My research is at the intersection of Comparative Politics and International Relations, and I focus on conflict, nonviolence, and identity politics. I completed a PhD in political science at the University of Maryland-College Park in May 2019. From August 2018-May 2020, I was an Instructor of Political Science at Colorado Mesa University, in Grand Junction, Colorado. Currently, I am an Assistant Professor of Political Science at the University of Wisconsin, La Crosse, in La Crosse, Wisconsin.
In my dissertation, "To Campaign, Protest, or Take up Arms: Ethnic Minority Strategies under the shadow of Ethnic Majority Fragmentation," I examine how fragmentation within ethnically mobilized groups that control the government (e.g., ethnic political majorities) impacts whether ethnopolitical minority organizations use electoral politics, nonviolence, or violence to achieve their strategic goals. Studies have shown that fragmentation within ethnic minority groups impacts the strategies that they use. I argue, however, that ethnically mobilized groups that control the government may be just as fragmented and competitive as the minorities over which they govern, and that fragmentation within them affects the strategic choices of ethnopolitical minority organizations.
The dissertation includes two original measures of majority fragmentation, one based on roll call voting data collected during fieldwork in Sri Lanka and the other based on ethnic party seat share; elite interviews conducted during fieldwork in Sri Lanka; and an original cross-national database on majority fragmentation across a global sample of countries.
I am also interested in what causes organizations to mobilize along ethnic, multi-ethnic, or non-ethnic lines, how mobilization strategies change over time, and what causes organizations within ethnically mobilized groups to cooperate with each other.
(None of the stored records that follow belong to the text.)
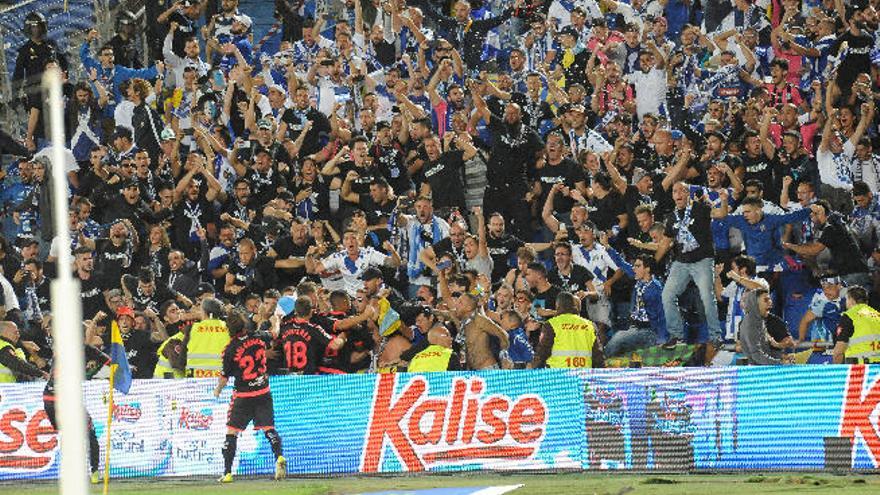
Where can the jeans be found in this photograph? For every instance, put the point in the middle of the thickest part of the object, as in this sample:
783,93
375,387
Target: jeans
862,279
701,272
630,340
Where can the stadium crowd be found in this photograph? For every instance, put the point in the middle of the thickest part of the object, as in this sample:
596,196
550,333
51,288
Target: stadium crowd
400,182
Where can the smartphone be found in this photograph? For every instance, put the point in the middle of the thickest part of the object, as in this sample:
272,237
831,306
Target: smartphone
219,80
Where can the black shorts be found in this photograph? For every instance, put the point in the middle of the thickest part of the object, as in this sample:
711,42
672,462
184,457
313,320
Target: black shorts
243,410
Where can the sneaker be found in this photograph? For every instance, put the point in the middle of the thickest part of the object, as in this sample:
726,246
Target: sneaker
280,468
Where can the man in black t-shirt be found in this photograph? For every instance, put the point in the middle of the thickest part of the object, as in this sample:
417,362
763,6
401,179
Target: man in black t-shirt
515,150
244,359
303,343
289,253
501,246
847,259
442,174
296,117
688,227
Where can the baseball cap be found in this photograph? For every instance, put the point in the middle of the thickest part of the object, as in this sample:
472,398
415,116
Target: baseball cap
167,134
277,87
831,280
205,288
371,273
121,131
720,135
569,30
285,306
26,240
124,311
243,19
638,174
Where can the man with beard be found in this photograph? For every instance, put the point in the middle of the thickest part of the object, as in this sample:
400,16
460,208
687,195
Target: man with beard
472,342
238,208
423,229
33,56
126,204
467,34
290,252
388,155
377,204
502,245
689,228
294,119
442,171
352,261
252,273
146,293
516,148
90,287
114,254
194,210
557,168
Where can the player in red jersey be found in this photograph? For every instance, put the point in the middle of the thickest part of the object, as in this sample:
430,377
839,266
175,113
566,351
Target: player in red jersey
303,343
95,360
244,359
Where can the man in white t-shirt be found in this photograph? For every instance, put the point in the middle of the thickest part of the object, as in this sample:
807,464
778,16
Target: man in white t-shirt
650,81
352,260
834,158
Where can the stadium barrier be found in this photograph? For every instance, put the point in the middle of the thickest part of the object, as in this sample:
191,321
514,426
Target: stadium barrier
664,419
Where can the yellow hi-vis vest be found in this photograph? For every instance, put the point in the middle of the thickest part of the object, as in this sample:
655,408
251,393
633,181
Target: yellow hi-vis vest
204,352
573,344
6,375
434,358
865,342
163,365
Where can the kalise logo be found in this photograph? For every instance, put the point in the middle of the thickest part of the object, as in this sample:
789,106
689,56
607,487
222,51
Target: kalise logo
26,443
195,420
129,413
860,409
463,425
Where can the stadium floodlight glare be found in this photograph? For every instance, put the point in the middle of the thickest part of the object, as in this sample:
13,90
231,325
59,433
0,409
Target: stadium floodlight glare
67,314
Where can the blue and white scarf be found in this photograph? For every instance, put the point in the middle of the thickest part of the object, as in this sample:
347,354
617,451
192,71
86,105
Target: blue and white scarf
414,266
685,237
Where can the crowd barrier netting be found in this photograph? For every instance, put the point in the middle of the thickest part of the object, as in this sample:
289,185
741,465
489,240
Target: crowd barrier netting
676,419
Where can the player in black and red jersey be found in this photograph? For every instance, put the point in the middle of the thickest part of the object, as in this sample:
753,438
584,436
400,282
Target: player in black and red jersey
95,360
244,359
359,339
303,343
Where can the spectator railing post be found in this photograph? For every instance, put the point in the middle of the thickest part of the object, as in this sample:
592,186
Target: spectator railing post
67,311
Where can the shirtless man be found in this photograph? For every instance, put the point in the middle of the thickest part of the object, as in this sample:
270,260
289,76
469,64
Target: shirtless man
477,353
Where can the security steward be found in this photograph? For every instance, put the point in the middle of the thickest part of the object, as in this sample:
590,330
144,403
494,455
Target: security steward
567,340
169,363
12,359
206,342
438,356
858,332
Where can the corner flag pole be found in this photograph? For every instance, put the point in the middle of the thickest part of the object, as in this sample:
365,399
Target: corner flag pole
67,312
109,424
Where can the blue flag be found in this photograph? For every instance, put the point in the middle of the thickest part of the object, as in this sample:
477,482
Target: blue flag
118,357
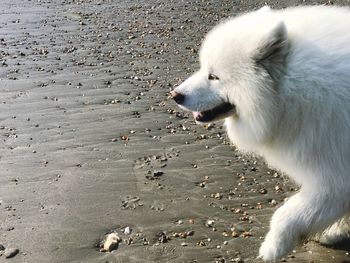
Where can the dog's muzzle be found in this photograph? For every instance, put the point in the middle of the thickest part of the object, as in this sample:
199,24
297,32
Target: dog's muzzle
221,111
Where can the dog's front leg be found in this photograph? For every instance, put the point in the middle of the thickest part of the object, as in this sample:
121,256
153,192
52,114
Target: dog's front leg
303,214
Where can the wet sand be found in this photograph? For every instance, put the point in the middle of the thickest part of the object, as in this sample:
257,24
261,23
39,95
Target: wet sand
92,144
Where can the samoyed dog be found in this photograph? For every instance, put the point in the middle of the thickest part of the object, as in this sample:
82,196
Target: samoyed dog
281,81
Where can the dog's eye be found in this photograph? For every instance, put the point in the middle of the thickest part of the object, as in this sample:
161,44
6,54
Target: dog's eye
213,77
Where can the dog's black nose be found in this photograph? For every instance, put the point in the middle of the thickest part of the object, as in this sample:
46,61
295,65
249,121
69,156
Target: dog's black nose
178,97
My other research interests include electoral politics under authoritarianism and the determinants of state repression.
My research has been funded by the National Consortium for the Study of Terrorism and Responses to Terrorism (START).
From 2011-2016, I worked as the project coordinator of the All Minorities and Risk (AMAR) Project, which is housed at the University of Maryland's Center for International Development and Conflict Management (CIDCM).